An application of high resolution GANs to dewarp images of perturbed documents

Overview

Docuwarp

Codacy Badge Python version

This project is focused on dewarping document images through the usage of pix2pixHD, a GAN that is useful for general image to image translation. The objective is to take images of documents that are warped, folded, crumpled, etc. and convert the image to a "dewarped" state by using pix2pixHD to train and perform inference. All of the model code is borrowed directly from the pix2pixHD official repository.

Some of the intuition behind doing this is inspired by these two papers:

  1. DocUNet: Document Image Unwarping via A Stacked U-Net (Ma et.al)
  2. Document Image Dewarping using Deep Learning (Ramanna et.al)

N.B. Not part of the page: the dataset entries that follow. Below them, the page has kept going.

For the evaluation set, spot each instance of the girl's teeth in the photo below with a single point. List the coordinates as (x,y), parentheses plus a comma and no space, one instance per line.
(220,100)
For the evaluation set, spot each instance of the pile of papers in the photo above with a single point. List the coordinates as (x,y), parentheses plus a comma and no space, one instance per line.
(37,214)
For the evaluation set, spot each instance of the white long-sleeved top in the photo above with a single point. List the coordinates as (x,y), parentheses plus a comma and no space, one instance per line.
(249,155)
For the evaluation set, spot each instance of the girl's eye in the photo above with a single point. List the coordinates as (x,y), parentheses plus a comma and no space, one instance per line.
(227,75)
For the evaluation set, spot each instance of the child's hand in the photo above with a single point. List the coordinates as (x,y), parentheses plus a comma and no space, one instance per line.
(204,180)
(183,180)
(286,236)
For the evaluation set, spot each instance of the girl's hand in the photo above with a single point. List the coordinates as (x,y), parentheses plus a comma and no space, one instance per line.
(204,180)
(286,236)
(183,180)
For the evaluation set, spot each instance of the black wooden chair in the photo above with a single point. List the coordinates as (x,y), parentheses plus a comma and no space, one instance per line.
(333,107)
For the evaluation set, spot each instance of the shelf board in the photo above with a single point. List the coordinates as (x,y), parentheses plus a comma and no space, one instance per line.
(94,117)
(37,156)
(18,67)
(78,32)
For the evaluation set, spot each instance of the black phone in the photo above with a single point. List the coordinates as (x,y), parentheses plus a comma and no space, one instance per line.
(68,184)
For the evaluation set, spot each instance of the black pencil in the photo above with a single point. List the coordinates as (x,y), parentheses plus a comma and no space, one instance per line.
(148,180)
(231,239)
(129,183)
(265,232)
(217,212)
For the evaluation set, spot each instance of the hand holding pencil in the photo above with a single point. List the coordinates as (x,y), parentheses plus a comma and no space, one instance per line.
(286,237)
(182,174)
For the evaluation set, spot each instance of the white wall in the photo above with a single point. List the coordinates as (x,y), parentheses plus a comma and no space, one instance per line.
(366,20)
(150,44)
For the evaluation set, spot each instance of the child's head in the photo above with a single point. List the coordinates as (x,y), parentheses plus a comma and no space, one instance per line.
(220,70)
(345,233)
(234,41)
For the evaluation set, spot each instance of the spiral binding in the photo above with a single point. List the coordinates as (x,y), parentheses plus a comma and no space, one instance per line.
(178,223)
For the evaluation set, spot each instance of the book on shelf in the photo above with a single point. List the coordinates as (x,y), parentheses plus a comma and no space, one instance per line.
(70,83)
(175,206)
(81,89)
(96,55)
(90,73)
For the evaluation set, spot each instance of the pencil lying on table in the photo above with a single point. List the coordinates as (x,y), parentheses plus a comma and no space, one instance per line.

May 8, 2020 : Important Update

  • This project does not contain a pre-trained model. I currently do not have the resources to train a model on an open source dataset, nor do I have the bandwidth at the moment to do so. If anyone would like to contribute a pretrained model and share their model checkpoints, feel free to do so, I will likely accept any PR trying to do this. Thanks!

Prerequisites

This project requires Python and the following Python libraries installed:

Getting Started

Installation

pip install dominate
  • Clone this repo:
git clone https://github.com/thomasjhuang/deep-learning-for-document-dewarping
cd deep-learning-for-document-dewarping

Training

  • Train the kaggle model with 256x256 crops:
python train.py --name kaggle --label_nc 0 --no_instance --no_flip --netG local --ngf 32 --fineSize 256
  • To view training results, please checkout intermediate results in ./checkpoints/kaggle/web/index.html. If you have tensorflow installed, you can see tensorboard logs in ./checkpoints/kaggle/logs by adding --tf_log to the training scripts.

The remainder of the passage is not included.